Temsilcimiz için devre arası transfer politikası da aşağı yukarı belli gibi. Çok futbolcu almaya gerek yok ama orta alana mutlaka en az iki oyuncu takviyesi şart.
Kaybettiğimiz karşılaşmalarda hep direnci düşük orta alanımızın acısını çektik. Birde kısa boylu ve hızlı bir hücum oyuncusu bulunursa alınabilir. Ancak orta alana iki takviye yapmazsak işimiz zor. Sezonun ikinci yarısı çok çetin geçecek ve ilk yarıya göre mücadele düzeyi hemen hemen iki kat artacak.

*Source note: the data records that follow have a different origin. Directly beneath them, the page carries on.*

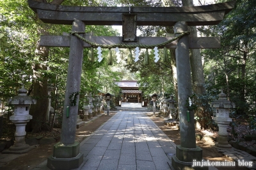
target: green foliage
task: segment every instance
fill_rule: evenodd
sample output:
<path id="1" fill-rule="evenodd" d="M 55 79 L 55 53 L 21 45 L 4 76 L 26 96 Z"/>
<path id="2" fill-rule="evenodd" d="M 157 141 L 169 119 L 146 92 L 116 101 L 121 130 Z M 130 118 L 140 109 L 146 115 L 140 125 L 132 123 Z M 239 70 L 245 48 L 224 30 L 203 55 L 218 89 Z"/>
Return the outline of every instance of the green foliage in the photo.
<path id="1" fill-rule="evenodd" d="M 221 37 L 221 49 L 203 50 L 205 73 L 212 88 L 223 89 L 236 103 L 238 114 L 256 112 L 255 5 L 255 0 L 238 0 L 218 26 L 198 29 L 206 36 Z"/>

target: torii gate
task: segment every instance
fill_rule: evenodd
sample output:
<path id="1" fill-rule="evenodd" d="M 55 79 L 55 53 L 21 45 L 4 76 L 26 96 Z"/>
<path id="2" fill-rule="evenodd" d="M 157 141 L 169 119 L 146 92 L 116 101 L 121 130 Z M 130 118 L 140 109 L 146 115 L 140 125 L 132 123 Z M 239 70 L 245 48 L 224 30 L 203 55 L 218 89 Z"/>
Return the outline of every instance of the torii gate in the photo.
<path id="1" fill-rule="evenodd" d="M 84 38 L 99 44 L 154 45 L 161 43 L 172 37 L 136 37 L 136 26 L 173 26 L 175 36 L 188 31 L 188 26 L 216 25 L 225 14 L 234 8 L 236 2 L 186 7 L 104 7 L 65 6 L 45 4 L 28 0 L 29 7 L 44 22 L 72 25 L 72 31 Z M 122 25 L 122 37 L 93 36 L 86 35 L 87 25 Z M 41 46 L 70 47 L 68 68 L 64 108 L 69 107 L 69 115 L 64 113 L 60 143 L 54 146 L 53 156 L 48 158 L 47 166 L 51 169 L 70 169 L 83 163 L 79 143 L 75 141 L 76 125 L 78 111 L 76 105 L 70 106 L 69 97 L 80 90 L 83 49 L 91 47 L 77 36 L 42 36 Z M 184 35 L 179 40 L 164 45 L 176 49 L 179 110 L 181 144 L 176 147 L 176 155 L 172 164 L 175 169 L 191 167 L 193 160 L 202 159 L 202 149 L 196 146 L 194 113 L 187 114 L 186 100 L 191 95 L 191 69 L 189 49 L 220 48 L 219 38 L 198 38 Z M 159 47 L 163 48 L 164 46 Z M 189 116 L 189 117 L 188 117 Z M 195 168 L 195 167 L 194 167 Z M 205 168 L 207 169 L 207 167 Z"/>

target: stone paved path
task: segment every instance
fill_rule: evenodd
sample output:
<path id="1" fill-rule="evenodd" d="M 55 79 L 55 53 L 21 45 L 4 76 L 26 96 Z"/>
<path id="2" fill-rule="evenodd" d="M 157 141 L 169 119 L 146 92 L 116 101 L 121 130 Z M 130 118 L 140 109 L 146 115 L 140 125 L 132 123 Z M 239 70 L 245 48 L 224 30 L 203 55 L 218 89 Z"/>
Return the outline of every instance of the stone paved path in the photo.
<path id="1" fill-rule="evenodd" d="M 80 151 L 85 157 L 80 169 L 166 170 L 175 144 L 143 112 L 120 111 Z"/>

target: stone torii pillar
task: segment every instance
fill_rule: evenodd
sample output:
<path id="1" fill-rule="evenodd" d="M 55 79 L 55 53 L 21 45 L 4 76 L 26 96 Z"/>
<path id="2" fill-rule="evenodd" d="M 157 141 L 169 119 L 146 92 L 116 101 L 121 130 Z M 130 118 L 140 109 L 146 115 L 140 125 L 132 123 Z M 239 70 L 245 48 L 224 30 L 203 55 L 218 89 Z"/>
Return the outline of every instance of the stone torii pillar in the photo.
<path id="1" fill-rule="evenodd" d="M 174 25 L 176 36 L 179 33 L 186 31 L 188 31 L 188 25 L 186 22 L 177 22 Z M 193 160 L 201 161 L 203 157 L 202 150 L 196 145 L 193 111 L 189 111 L 188 115 L 190 116 L 187 118 L 188 109 L 186 106 L 186 103 L 188 97 L 192 95 L 188 41 L 188 36 L 184 36 L 180 38 L 175 50 L 180 134 L 180 144 L 176 146 L 176 155 L 172 157 L 172 165 L 175 169 L 191 168 L 191 162 Z M 189 121 L 188 119 L 189 120 Z M 208 167 L 200 168 L 201 168 L 200 169 L 208 169 Z"/>
<path id="2" fill-rule="evenodd" d="M 80 20 L 73 22 L 73 31 L 84 32 L 84 23 Z M 51 169 L 78 168 L 83 162 L 83 154 L 79 152 L 80 143 L 75 141 L 79 96 L 75 96 L 73 101 L 70 101 L 69 97 L 73 93 L 80 91 L 83 44 L 82 40 L 71 36 L 61 136 L 60 142 L 54 146 L 52 157 L 47 160 L 47 167 Z M 75 105 L 72 105 L 72 102 L 75 102 Z"/>

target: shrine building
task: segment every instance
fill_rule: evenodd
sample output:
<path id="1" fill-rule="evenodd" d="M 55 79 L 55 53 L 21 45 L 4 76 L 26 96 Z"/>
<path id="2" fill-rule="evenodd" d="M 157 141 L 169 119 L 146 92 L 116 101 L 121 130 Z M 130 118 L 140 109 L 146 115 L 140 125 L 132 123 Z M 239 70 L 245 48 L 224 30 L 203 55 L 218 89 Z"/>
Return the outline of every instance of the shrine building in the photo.
<path id="1" fill-rule="evenodd" d="M 139 89 L 137 81 L 121 81 L 116 83 L 122 89 L 122 102 L 142 102 L 142 91 Z"/>

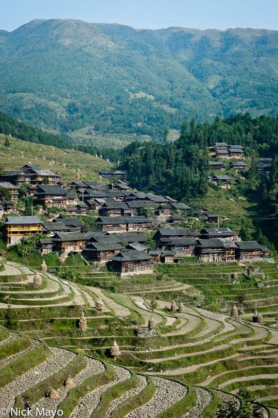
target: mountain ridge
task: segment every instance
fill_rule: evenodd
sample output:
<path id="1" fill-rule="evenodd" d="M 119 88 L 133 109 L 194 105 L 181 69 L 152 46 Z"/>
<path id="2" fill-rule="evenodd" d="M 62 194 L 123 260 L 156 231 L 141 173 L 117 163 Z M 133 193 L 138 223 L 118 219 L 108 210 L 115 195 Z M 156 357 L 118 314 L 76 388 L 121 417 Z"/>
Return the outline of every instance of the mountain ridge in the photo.
<path id="1" fill-rule="evenodd" d="M 62 133 L 88 126 L 160 138 L 193 117 L 278 113 L 272 30 L 35 19 L 0 31 L 0 110 Z"/>

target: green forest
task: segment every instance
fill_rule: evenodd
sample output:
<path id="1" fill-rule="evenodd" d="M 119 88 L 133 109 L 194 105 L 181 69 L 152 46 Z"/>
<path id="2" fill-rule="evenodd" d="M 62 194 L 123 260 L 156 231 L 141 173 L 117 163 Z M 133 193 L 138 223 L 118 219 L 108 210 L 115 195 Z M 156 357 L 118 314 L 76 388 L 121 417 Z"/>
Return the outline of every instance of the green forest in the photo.
<path id="1" fill-rule="evenodd" d="M 61 134 L 90 126 L 154 140 L 192 117 L 274 116 L 278 47 L 274 31 L 35 20 L 0 33 L 0 110 Z"/>

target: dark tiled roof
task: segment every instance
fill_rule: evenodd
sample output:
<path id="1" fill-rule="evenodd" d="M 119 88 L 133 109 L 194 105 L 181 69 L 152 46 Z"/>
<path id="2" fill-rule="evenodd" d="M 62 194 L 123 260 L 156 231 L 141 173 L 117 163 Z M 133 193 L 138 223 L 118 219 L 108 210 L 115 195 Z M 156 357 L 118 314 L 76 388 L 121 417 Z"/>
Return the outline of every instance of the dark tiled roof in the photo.
<path id="1" fill-rule="evenodd" d="M 221 240 L 198 240 L 198 246 L 203 248 L 226 248 L 227 247 L 236 247 L 234 241 L 229 238 L 224 238 Z"/>
<path id="2" fill-rule="evenodd" d="M 42 224 L 41 226 L 47 231 L 66 231 L 68 229 L 63 222 L 52 222 Z"/>
<path id="3" fill-rule="evenodd" d="M 80 232 L 57 232 L 52 238 L 55 241 L 72 241 L 86 240 L 84 235 Z"/>
<path id="4" fill-rule="evenodd" d="M 193 237 L 190 238 L 171 238 L 171 244 L 174 245 L 195 245 L 196 244 L 196 240 Z"/>
<path id="5" fill-rule="evenodd" d="M 251 250 L 256 248 L 263 248 L 262 245 L 259 244 L 256 241 L 241 241 L 236 242 L 236 244 L 241 250 Z"/>
<path id="6" fill-rule="evenodd" d="M 208 235 L 236 235 L 236 232 L 234 232 L 229 228 L 204 228 L 200 231 L 202 235 L 207 234 Z"/>
<path id="7" fill-rule="evenodd" d="M 53 222 L 63 222 L 65 225 L 72 226 L 81 226 L 82 224 L 77 218 L 71 218 L 70 219 L 59 218 L 54 219 Z"/>
<path id="8" fill-rule="evenodd" d="M 123 247 L 117 243 L 92 243 L 87 244 L 86 250 L 95 249 L 99 251 L 109 251 L 109 250 L 122 250 Z"/>
<path id="9" fill-rule="evenodd" d="M 192 209 L 192 208 L 191 208 L 190 206 L 188 206 L 185 203 L 171 203 L 171 206 L 174 209 Z"/>
<path id="10" fill-rule="evenodd" d="M 148 255 L 145 251 L 124 251 L 113 257 L 112 260 L 115 261 L 136 261 L 137 260 L 153 260 L 153 257 Z"/>
<path id="11" fill-rule="evenodd" d="M 3 223 L 6 225 L 31 225 L 41 224 L 37 216 L 7 216 L 7 220 Z"/>

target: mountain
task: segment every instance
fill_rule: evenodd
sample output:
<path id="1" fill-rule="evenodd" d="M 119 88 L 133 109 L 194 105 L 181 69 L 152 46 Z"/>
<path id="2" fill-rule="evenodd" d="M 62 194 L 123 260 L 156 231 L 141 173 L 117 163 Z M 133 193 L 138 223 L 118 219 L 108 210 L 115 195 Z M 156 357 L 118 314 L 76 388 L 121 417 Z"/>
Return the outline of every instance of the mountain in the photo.
<path id="1" fill-rule="evenodd" d="M 62 133 L 152 138 L 192 117 L 276 116 L 278 50 L 278 32 L 264 29 L 35 20 L 0 31 L 0 110 Z"/>

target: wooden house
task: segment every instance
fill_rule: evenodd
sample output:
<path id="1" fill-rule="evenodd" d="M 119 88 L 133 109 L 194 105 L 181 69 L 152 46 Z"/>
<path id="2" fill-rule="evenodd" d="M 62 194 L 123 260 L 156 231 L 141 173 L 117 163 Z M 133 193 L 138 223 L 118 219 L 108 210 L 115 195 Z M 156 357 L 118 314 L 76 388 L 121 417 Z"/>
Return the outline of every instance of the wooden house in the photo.
<path id="1" fill-rule="evenodd" d="M 17 209 L 15 206 L 15 202 L 12 200 L 4 200 L 3 202 L 3 210 L 4 212 L 11 213 L 17 211 Z"/>
<path id="2" fill-rule="evenodd" d="M 219 150 L 216 151 L 216 158 L 229 158 L 229 153 L 228 151 Z"/>
<path id="3" fill-rule="evenodd" d="M 210 161 L 208 164 L 212 171 L 222 171 L 224 170 L 223 161 Z"/>
<path id="4" fill-rule="evenodd" d="M 149 256 L 153 257 L 152 262 L 153 263 L 159 263 L 160 261 L 160 254 L 161 251 L 160 250 L 149 250 L 148 254 Z"/>
<path id="5" fill-rule="evenodd" d="M 85 248 L 86 239 L 79 231 L 78 232 L 57 232 L 52 241 L 53 251 L 60 254 L 80 252 Z"/>
<path id="6" fill-rule="evenodd" d="M 214 183 L 220 184 L 221 186 L 224 186 L 226 187 L 230 187 L 230 182 L 232 180 L 231 177 L 228 175 L 215 175 L 212 176 L 212 181 Z"/>
<path id="7" fill-rule="evenodd" d="M 136 251 L 146 251 L 149 247 L 140 244 L 139 243 L 130 243 L 125 246 L 127 250 L 134 250 Z"/>
<path id="8" fill-rule="evenodd" d="M 128 223 L 122 216 L 99 216 L 95 221 L 103 232 L 125 232 Z"/>
<path id="9" fill-rule="evenodd" d="M 78 215 L 86 215 L 88 210 L 88 206 L 86 203 L 78 203 L 75 207 Z"/>
<path id="10" fill-rule="evenodd" d="M 159 205 L 156 209 L 155 213 L 158 216 L 160 215 L 171 215 L 172 212 L 172 208 L 171 205 Z"/>
<path id="11" fill-rule="evenodd" d="M 196 255 L 204 262 L 234 261 L 236 245 L 228 238 L 222 240 L 198 240 Z"/>
<path id="12" fill-rule="evenodd" d="M 46 222 L 41 224 L 42 234 L 49 237 L 52 237 L 57 232 L 68 232 L 68 226 L 63 222 Z"/>
<path id="13" fill-rule="evenodd" d="M 228 146 L 228 145 L 226 142 L 215 142 L 215 148 L 217 151 L 226 151 Z"/>
<path id="14" fill-rule="evenodd" d="M 77 209 L 75 208 L 64 208 L 63 212 L 67 218 L 74 217 L 77 214 Z"/>
<path id="15" fill-rule="evenodd" d="M 246 171 L 248 168 L 247 165 L 243 161 L 231 161 L 228 164 L 229 168 L 232 168 L 237 173 Z"/>
<path id="16" fill-rule="evenodd" d="M 173 210 L 178 212 L 179 213 L 181 213 L 182 212 L 188 213 L 192 209 L 192 208 L 188 206 L 185 203 L 171 203 L 170 204 Z"/>
<path id="17" fill-rule="evenodd" d="M 121 276 L 151 272 L 153 260 L 145 251 L 120 251 L 112 259 L 112 268 Z"/>
<path id="18" fill-rule="evenodd" d="M 175 251 L 167 251 L 164 250 L 160 254 L 160 261 L 167 264 L 177 262 L 179 257 L 177 257 Z"/>
<path id="19" fill-rule="evenodd" d="M 244 156 L 244 151 L 239 147 L 241 145 L 235 145 L 234 148 L 229 148 L 228 153 L 230 158 L 242 158 Z"/>
<path id="20" fill-rule="evenodd" d="M 37 216 L 7 216 L 3 223 L 7 246 L 18 243 L 23 237 L 38 232 L 41 234 L 41 221 Z"/>
<path id="21" fill-rule="evenodd" d="M 170 219 L 168 220 L 168 222 L 169 224 L 177 225 L 178 224 L 180 224 L 182 222 L 183 219 L 183 218 L 181 215 L 172 215 Z"/>
<path id="22" fill-rule="evenodd" d="M 200 231 L 202 240 L 216 240 L 222 238 L 230 238 L 235 241 L 237 239 L 236 232 L 229 228 L 204 228 Z"/>
<path id="23" fill-rule="evenodd" d="M 17 203 L 17 192 L 18 188 L 17 186 L 14 186 L 13 184 L 12 184 L 11 183 L 9 183 L 8 182 L 0 183 L 0 200 L 1 201 L 3 201 L 6 197 L 6 195 L 4 193 L 3 189 L 9 191 L 11 193 L 11 200 L 12 202 L 14 202 L 15 203 Z"/>
<path id="24" fill-rule="evenodd" d="M 34 194 L 34 204 L 46 205 L 48 208 L 56 206 L 64 208 L 67 204 L 68 192 L 57 186 L 42 185 L 36 193 Z"/>
<path id="25" fill-rule="evenodd" d="M 236 257 L 239 260 L 263 258 L 264 256 L 263 246 L 256 241 L 241 241 L 236 244 Z"/>
<path id="26" fill-rule="evenodd" d="M 87 243 L 83 250 L 84 257 L 92 262 L 109 261 L 123 249 L 117 243 Z"/>
<path id="27" fill-rule="evenodd" d="M 52 252 L 53 249 L 53 241 L 50 238 L 40 239 L 38 249 L 41 253 L 42 256 Z"/>
<path id="28" fill-rule="evenodd" d="M 159 246 L 161 244 L 162 239 L 170 240 L 172 238 L 189 238 L 191 235 L 192 232 L 189 228 L 173 228 L 173 229 L 159 229 L 153 237 L 153 239 L 156 242 L 156 246 Z"/>
<path id="29" fill-rule="evenodd" d="M 116 202 L 114 199 L 112 202 L 105 202 L 100 209 L 102 216 L 108 215 L 109 216 L 131 216 L 130 208 L 123 202 Z"/>
<path id="30" fill-rule="evenodd" d="M 191 257 L 195 255 L 196 240 L 190 238 L 171 238 L 171 243 L 166 246 L 166 249 L 174 251 L 178 256 Z M 165 251 L 163 253 L 165 254 Z"/>

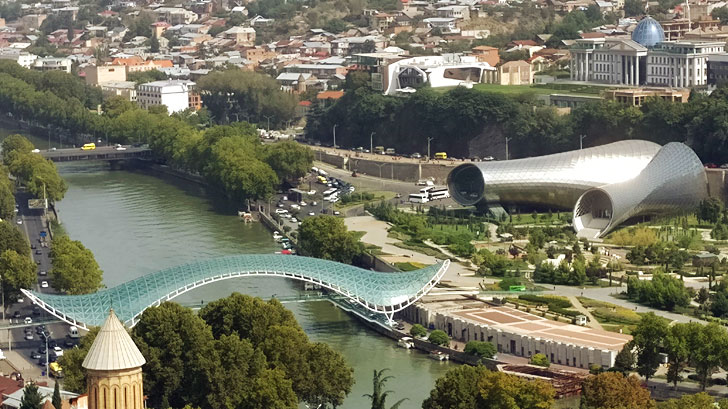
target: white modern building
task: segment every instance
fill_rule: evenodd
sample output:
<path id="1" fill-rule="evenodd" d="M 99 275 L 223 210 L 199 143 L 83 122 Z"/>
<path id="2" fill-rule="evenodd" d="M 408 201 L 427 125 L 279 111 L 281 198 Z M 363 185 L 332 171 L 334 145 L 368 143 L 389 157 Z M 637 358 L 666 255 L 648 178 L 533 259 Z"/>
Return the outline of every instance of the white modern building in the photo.
<path id="1" fill-rule="evenodd" d="M 723 54 L 725 41 L 664 41 L 647 57 L 647 83 L 693 87 L 708 83 L 708 56 Z"/>
<path id="2" fill-rule="evenodd" d="M 194 82 L 184 80 L 142 84 L 137 88 L 137 103 L 144 109 L 154 105 L 164 105 L 170 114 L 184 111 L 190 106 L 190 91 L 194 86 Z"/>

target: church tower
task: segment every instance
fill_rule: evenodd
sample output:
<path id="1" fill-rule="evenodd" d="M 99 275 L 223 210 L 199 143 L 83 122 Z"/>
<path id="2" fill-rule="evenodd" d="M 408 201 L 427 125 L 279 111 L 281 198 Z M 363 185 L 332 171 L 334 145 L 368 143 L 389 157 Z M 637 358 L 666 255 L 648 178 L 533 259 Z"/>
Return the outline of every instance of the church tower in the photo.
<path id="1" fill-rule="evenodd" d="M 146 360 L 114 314 L 101 327 L 83 360 L 89 409 L 142 409 L 142 365 Z"/>

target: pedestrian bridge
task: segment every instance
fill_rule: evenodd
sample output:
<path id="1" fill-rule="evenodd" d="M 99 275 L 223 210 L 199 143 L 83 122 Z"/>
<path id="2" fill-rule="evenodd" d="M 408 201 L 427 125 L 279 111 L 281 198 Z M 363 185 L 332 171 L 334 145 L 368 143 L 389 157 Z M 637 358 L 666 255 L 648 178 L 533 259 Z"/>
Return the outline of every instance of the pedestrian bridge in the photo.
<path id="1" fill-rule="evenodd" d="M 206 284 L 237 277 L 286 277 L 318 284 L 391 321 L 394 313 L 427 294 L 449 265 L 445 260 L 420 270 L 382 273 L 309 257 L 238 255 L 167 268 L 93 294 L 21 291 L 41 308 L 80 328 L 103 324 L 109 308 L 125 325 L 133 327 L 145 309 Z"/>

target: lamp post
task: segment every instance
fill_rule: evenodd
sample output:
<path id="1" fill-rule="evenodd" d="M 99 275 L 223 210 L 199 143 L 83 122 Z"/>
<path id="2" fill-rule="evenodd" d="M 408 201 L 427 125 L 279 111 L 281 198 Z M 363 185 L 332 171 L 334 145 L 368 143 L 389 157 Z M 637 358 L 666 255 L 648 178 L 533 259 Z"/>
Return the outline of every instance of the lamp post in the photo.
<path id="1" fill-rule="evenodd" d="M 270 132 L 270 119 L 273 118 L 275 115 L 267 116 L 263 115 L 263 118 L 268 120 L 268 132 Z"/>
<path id="2" fill-rule="evenodd" d="M 336 149 L 336 127 L 339 126 L 339 124 L 334 124 L 334 149 Z"/>

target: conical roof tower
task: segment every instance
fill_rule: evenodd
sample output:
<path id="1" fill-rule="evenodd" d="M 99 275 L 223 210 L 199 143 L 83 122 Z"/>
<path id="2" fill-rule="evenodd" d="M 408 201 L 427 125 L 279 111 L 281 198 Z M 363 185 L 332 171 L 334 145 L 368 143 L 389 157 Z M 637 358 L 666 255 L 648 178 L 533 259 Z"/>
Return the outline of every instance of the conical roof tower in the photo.
<path id="1" fill-rule="evenodd" d="M 142 409 L 144 356 L 114 310 L 83 360 L 89 409 Z"/>

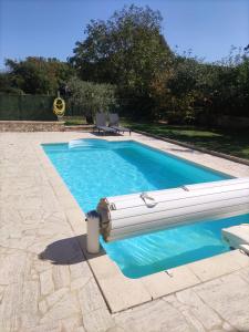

Bu arada Tarsus İdmanyurdu Taraftarları Şehir Stadyumunda oynanan maça kalabalık bir şekilde geldiler. Özellikle ilk yarıda taraftarın takıma desteği muazzamdı. Kötü oynayan takımı galibiyete iten etmen olarak Tarsus İdmanyurdu taraftarları ön plana çıktı. Takım üst üste iki yenilgi aldı taraftar maça gelmez diyenlerde yanılmış oldular.
Bu arada Tarsus Şehir Stadyumunun çimlerine bakım yapıldı deniliyordu ama zemin o bakıma karşın pekte bakımlı görünmüyordu. Bazı bölgelere kışlık çimlerin ekilmemesi görüntü açısından da çok nahoş bir durum yaratmış.